-1

I'm working with Pandas. I need to create a new column in a dataframe according to conditions in other columns. I try to look for each value in a series if it contains a value (a condition to return text).This works when the values are exactly the same but not when the value is only a part of the value of the series.

Sample data :

df = pd.DataFrame([["ores"], ["ores + more texts"], ["anything else"]], columns=['Symptom'])
def conditions(df5):
    if ("ores") in df5["Symptom"]: return "Things"

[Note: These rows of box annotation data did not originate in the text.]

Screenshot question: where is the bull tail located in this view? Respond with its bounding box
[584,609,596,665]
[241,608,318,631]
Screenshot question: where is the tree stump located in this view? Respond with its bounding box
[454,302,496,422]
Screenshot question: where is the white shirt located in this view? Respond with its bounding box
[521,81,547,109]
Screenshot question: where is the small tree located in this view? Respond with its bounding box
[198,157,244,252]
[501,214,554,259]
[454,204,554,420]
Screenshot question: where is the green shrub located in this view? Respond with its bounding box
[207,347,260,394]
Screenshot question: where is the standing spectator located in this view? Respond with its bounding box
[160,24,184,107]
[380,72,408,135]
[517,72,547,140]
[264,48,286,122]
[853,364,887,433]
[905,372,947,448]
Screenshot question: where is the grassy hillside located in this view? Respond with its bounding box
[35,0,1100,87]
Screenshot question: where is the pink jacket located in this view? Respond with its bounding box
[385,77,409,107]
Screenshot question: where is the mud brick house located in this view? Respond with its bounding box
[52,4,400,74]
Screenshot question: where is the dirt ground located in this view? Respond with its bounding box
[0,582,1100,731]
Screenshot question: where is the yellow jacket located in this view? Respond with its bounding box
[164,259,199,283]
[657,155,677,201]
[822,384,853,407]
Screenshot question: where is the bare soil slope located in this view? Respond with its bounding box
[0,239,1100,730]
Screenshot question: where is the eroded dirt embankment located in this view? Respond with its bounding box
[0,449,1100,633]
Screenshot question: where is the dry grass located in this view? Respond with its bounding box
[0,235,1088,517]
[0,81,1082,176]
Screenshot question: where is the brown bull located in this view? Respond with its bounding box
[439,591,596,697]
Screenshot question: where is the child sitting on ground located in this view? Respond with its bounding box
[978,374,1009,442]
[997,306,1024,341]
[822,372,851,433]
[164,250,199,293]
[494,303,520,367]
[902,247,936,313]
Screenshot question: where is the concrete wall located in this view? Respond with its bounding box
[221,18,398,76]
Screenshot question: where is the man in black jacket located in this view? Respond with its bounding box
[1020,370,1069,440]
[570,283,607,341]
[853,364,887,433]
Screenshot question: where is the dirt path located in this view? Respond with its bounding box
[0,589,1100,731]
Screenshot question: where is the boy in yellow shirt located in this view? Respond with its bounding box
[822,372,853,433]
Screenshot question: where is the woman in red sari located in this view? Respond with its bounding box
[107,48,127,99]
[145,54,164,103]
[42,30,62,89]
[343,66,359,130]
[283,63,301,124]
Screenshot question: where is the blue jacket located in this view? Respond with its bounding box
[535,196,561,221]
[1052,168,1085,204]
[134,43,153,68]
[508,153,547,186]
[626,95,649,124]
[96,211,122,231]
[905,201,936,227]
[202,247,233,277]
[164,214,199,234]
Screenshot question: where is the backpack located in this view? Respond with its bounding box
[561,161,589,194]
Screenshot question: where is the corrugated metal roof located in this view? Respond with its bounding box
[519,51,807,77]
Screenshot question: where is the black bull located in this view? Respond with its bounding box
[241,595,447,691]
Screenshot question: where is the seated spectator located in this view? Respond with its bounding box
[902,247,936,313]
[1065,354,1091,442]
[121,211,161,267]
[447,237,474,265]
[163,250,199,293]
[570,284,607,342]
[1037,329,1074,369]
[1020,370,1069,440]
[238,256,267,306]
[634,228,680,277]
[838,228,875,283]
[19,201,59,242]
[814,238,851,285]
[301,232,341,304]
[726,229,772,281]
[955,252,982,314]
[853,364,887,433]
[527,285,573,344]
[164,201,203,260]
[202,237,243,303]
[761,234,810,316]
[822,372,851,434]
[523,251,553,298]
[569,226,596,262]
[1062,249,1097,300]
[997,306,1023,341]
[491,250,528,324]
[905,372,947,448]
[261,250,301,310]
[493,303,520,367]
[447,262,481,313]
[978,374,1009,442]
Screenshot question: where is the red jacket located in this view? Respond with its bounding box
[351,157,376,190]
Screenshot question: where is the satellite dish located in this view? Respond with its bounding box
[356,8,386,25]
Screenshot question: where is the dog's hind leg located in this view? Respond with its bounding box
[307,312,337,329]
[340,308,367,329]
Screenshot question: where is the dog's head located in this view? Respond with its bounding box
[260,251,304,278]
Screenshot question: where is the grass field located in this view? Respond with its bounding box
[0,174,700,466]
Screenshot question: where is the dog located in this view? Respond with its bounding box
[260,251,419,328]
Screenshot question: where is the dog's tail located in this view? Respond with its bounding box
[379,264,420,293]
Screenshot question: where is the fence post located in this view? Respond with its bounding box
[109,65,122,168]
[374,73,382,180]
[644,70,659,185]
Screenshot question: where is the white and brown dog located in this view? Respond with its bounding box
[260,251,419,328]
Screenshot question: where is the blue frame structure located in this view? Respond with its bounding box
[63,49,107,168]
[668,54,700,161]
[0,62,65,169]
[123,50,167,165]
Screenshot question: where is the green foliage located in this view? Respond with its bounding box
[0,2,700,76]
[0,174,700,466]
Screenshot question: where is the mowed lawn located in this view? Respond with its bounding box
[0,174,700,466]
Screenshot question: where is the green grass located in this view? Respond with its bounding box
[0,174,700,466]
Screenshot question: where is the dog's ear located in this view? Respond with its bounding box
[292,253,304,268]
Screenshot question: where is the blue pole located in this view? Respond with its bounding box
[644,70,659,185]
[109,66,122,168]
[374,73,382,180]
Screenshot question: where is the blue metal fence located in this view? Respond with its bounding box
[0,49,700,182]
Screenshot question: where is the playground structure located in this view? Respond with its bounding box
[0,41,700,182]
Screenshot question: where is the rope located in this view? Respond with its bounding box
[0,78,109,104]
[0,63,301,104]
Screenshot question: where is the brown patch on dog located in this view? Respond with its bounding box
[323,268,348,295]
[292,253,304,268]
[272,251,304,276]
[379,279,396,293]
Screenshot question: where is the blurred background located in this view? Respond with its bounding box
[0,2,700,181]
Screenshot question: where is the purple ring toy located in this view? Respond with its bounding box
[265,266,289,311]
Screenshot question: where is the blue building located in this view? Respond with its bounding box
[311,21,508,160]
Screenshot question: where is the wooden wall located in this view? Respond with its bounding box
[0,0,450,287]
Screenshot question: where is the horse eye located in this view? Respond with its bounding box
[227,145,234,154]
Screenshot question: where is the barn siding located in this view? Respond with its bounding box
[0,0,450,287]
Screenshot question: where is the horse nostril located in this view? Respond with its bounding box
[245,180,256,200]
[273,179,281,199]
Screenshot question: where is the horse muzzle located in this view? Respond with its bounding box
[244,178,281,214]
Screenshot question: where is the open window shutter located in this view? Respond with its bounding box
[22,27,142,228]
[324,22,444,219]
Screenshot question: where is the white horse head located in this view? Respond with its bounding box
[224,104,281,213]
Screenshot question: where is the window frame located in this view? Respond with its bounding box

df["new_column"] = df.swifter.apply(conditions, axis=1)

It's doesn't work because any("something") is always True

So i tried :

df['new_column'] = np.where(df2["Symptom"].str.contains('ores'), 'yes', 'no') : return "Things"

It doesn't work because it's inside a loop. I can't use np.select because it needed two separate lists and my code has to be easily editable (and it can't come from a dict). It also doesn't work with find_all. And also not with :

df["new_column"] == "ores" is True: return "things"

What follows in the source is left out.